It is just after 6 p.m., 90 minutes before game time, 45 minutes before he is supposed to be dressed for Jordan and the Chicago Bulls. Barkley is still on the couch. In a league where stardom is asserted by arriving as late as possible for home games, or by hiding behind potted palms in hotel lobbies in order to be last on the team bus, Barkley is a cinch to make the All-Late Hall of Fame. He says he gets nervous sitting around locker rooms. At 6:22 p.m., he drives his Mercedes out of the apartment complex. At 6:36 p.m., having negotiated 11.3 miles of Center City rush hour traffic in 14 minutes, he arrives at the Spectrum.
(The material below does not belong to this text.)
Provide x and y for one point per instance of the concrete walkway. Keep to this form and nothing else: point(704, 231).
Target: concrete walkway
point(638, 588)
By late in the fourth quarter, the 76ers are leading the Bulls by six, but Jordan is on his way to a 49-point game. Barkley is assigned to guard him. He picks up Jordan at mid-court and delivers a forearm that jolts him upright. The message is clear: while Michael Jordan might rule the air, Charles Barkley controls the turf. After the game, Jordan is sitting by his locker, shaking his head and trying to figure out what got into Barkley. Meanwhile, Barkley is sitting by his locker, shaking his head and trying to figure out how to explain 49 points to his girlfriend. "I told her before the game he always gets 30," he says hopefully. "Maybe I can tell her we held him to 19."